Like the seven-course tasting menu at a Japanese fusion restaurant downtown. We mistakenly assumed the dish, only available for two, was priced at the substantial sum of $80 for the meal as a whole. But we had spent the morning at the Freer Gallery and the afternoon with Lincoln, so a $200 dinner was just about the total cost of our day. Unfortunately for our chef of local celebrity, one of the few foods I physically cannot eat is a tiny egg, and the fifth course was something edible covered with them. We endured a long, disapproving glare from the kitchen window and a terrified waitress for the subsequent two courses, yet in spite of the ambient tension and roe stare-down, it was the best evening my mouth has ever had.

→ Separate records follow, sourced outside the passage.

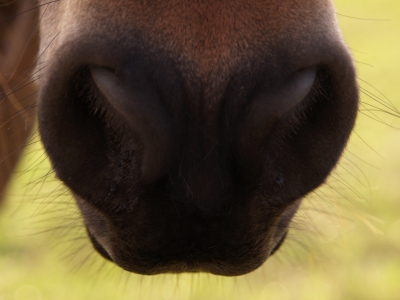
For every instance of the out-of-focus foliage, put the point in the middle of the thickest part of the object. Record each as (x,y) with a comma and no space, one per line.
(344,244)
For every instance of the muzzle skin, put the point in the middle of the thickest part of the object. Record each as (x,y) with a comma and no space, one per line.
(189,131)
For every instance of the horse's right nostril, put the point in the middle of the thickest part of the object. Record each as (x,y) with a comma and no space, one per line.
(134,98)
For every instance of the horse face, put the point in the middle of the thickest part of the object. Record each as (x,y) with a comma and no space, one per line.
(189,131)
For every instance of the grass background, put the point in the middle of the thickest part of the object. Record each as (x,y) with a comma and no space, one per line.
(344,244)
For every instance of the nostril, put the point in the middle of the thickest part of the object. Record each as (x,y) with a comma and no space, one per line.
(99,248)
(136,101)
(271,101)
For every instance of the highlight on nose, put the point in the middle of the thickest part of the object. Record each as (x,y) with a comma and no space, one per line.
(137,102)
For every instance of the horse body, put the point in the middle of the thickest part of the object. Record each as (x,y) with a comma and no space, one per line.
(189,131)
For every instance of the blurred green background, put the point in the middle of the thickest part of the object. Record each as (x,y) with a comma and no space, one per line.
(344,243)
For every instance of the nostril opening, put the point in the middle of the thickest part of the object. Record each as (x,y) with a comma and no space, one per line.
(135,98)
(99,248)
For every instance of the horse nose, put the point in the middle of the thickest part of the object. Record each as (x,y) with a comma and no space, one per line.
(137,102)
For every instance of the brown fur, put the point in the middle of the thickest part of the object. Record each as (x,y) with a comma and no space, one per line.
(176,126)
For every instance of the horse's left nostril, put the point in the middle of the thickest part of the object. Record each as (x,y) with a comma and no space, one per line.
(99,248)
(134,98)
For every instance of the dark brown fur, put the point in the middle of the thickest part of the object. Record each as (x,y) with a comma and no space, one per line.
(172,124)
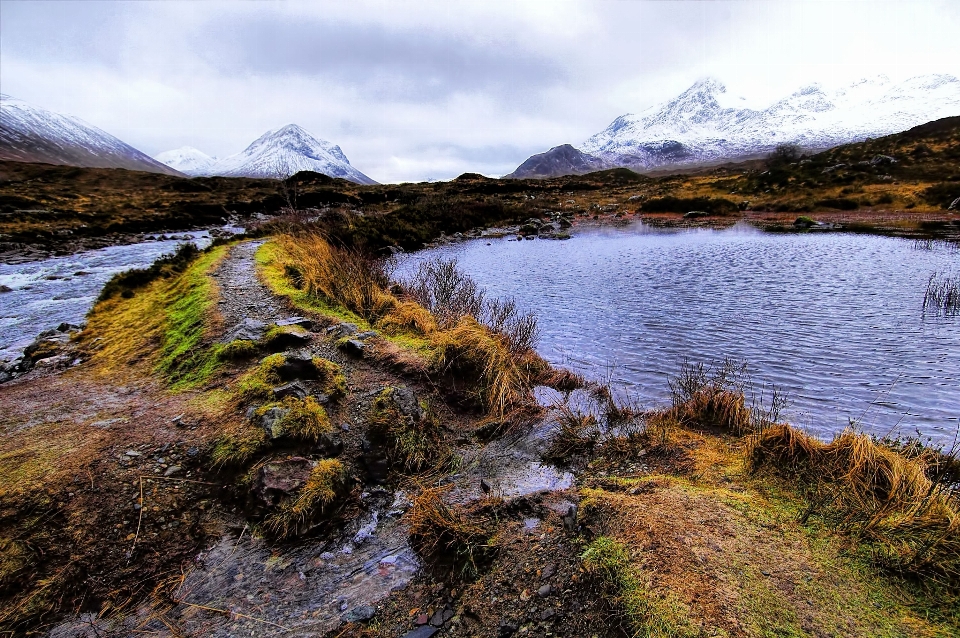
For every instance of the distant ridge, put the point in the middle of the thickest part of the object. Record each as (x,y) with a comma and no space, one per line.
(30,133)
(559,160)
(704,125)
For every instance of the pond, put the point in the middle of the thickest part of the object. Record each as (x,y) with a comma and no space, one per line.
(835,321)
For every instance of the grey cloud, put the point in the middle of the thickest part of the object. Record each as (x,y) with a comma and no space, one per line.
(407,65)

Anyway, our one authorized shopping spree was to Dean & Deluca, where Mr. P stocked up on teas for the next half decade, and I struck up an affair with Bourbon Vanilla, named after the island off Madagascar formerly called Bourbon Island (now Reunion), on which the beans are grown. My first 4-oz bottle of Nielsen-Massey Madagascar Bourbon Pure Vanilla Paste lasted about a month. Of course, most of its depletion was due to late night dippings. The flecks of real bean are novel indeed, but its underlying adult flavor turns a batch of chocolate chippers into a dangerous mass workplace aphrodisiac. I’ve settled into general use of the more understated vanilla extract of the same brand after trying a few others, and the two dollars more than whatever you can get at the supermarket are well worth it. Speaking of which, I think it’s a good day to hit Williams Sonoma with Billy the Kid.